Ketamine

Other names:

  • K
  • Special K

Ketamine, a synthetic drug not known to occur in nature, was first synthesized in 1962. In 1970, the Food and Drug Administration approved the medicine, trade-named Ketalar, for use as an anesthetic.

Ketamine is used widely as an anesthetic, especially for children and soldiers, and as an animal tranquilizer. It is also sometimes used to treat chronic pain. At lower doses, ketamine can alter one’s perception and sense of time and space. At higher doses, the drug can cause a dissociative state, sometimes called a “k-hole,” during which people experience oblivion and are unable to perceive or interact with the outside world. These effects have some overlap with the general effect profile of classic psychedelics.
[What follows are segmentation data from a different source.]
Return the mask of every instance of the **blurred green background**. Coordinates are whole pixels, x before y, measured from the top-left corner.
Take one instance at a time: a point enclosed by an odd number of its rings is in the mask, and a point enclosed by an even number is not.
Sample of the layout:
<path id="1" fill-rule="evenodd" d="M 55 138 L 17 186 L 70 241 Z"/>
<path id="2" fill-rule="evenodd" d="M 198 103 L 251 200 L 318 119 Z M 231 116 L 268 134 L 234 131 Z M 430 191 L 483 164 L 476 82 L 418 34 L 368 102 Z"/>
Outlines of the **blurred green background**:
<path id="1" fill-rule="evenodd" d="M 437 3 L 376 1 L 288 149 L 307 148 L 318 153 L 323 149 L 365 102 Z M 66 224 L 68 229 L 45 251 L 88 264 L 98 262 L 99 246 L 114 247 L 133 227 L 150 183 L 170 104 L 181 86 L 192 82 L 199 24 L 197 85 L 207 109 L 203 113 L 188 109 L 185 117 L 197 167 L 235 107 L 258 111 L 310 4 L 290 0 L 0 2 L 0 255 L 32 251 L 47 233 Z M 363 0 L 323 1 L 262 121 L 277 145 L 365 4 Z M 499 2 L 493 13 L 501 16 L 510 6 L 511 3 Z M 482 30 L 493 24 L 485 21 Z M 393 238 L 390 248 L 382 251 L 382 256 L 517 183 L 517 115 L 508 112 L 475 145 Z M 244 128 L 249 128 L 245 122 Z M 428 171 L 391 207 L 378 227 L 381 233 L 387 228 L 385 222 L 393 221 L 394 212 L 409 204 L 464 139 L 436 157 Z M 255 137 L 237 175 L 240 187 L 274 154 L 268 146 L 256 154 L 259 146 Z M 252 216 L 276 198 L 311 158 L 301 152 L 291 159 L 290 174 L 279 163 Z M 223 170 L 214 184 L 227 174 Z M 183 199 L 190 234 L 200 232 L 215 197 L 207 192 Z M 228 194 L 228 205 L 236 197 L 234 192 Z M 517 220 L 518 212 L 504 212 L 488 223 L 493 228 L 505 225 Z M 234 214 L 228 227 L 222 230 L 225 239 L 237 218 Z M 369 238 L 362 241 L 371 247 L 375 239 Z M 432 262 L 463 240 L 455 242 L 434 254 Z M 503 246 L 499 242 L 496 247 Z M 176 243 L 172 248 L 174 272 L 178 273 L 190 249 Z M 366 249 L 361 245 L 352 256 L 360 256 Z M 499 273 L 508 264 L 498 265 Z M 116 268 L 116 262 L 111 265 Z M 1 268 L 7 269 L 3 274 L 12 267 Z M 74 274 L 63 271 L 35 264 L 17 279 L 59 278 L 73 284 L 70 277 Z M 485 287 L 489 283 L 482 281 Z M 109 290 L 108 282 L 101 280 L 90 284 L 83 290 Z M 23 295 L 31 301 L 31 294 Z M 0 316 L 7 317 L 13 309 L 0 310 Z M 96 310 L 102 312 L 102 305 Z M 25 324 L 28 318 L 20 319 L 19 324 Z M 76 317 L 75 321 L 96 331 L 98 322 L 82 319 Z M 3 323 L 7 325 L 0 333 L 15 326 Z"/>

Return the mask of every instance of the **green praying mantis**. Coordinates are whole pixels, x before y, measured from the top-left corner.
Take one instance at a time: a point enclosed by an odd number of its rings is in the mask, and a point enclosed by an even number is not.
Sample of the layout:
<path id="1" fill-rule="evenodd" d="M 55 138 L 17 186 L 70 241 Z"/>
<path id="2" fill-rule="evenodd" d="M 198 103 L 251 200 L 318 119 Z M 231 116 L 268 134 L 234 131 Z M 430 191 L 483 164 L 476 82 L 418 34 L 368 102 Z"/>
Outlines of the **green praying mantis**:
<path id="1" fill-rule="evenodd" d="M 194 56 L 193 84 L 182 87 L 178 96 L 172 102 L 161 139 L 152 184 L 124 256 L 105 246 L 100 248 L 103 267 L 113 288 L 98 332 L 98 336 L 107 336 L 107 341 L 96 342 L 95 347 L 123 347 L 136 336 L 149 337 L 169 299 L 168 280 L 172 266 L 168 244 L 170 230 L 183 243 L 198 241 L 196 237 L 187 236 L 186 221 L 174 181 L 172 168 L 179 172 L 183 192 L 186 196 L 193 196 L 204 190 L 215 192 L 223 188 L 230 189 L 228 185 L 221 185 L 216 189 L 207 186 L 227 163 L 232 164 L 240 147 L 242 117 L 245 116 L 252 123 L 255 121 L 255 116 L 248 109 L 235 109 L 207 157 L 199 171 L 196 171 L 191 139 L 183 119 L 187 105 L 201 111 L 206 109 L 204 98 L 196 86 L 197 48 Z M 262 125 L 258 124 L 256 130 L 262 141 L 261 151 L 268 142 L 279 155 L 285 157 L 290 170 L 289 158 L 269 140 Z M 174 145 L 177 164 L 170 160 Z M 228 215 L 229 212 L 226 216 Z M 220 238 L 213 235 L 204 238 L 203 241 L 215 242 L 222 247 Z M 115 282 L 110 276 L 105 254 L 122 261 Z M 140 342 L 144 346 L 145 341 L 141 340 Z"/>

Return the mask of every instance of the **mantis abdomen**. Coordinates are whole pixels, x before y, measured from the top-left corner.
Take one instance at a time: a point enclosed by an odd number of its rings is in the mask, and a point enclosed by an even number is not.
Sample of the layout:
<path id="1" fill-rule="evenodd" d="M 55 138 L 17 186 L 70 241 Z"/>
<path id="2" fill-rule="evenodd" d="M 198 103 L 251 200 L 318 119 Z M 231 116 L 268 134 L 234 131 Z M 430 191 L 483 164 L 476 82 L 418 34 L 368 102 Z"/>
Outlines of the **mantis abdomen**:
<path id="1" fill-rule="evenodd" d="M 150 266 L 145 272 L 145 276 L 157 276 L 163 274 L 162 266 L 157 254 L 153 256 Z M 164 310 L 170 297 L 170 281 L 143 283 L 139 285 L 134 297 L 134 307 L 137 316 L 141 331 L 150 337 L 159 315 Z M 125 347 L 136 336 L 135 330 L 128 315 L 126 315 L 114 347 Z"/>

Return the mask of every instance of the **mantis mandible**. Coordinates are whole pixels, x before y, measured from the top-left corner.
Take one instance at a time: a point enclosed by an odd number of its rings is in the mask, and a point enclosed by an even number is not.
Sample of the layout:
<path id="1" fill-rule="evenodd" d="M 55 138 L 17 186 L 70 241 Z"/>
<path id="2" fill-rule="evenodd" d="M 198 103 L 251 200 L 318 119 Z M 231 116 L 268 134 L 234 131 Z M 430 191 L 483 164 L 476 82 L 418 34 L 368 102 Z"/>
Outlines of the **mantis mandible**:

Clinically, ketamine is administered intravenously, by intramuscular injection, or as a lozenge placed under the tongue. Outside of medical settings, powdered ketamine is also snorted.

In the 1970s, use of ketamine recreationally or as a tool for personal exploration began to increase. It was popularized in books like The Scientist by John Lilly and Journeys into the Bright World by Marcia Moore and Howard Alltounian.

The leading theory about how ketamine works is that it acts on receptors for the neurotransmitter glutamate, which may play a role in regulating mood. Over the last twenty years, numerous studies have suggested that ketamine can be used to treat chronic depression, bipolar depression, obsessive compulsive disorder, anxiety, and post-traumatic stress disorder. Some participants in clinical trials reported side effects including headache, dizziness, nausea, blurred vision, drowsiness, and poor memory, but these resolved quickly after treatment sessions. Prolonged ketamine exposure has been associated with neurodegeneration in newborn rhesus monkeys. Some people become addicted to ketamine, which can be very difficult to overcome.

In the United States, ketamine is a Schedule III drug, meaning that it is legal when prescribed for medical use as an anesthetic. It can also be prescribed legally for off-label use, like for the treatment of depression. In 2019, the FDA approved Spravato, delivered as a nasal spray made from esketamine, half of the mirror image of ketamine, for use in treating treatment-resistant depression or TRD. Because it is under patent, the price of Spravato can be hundreds of times the price of generic ketamine.

Licensed providers can legally offer ketamine-assisted therapy.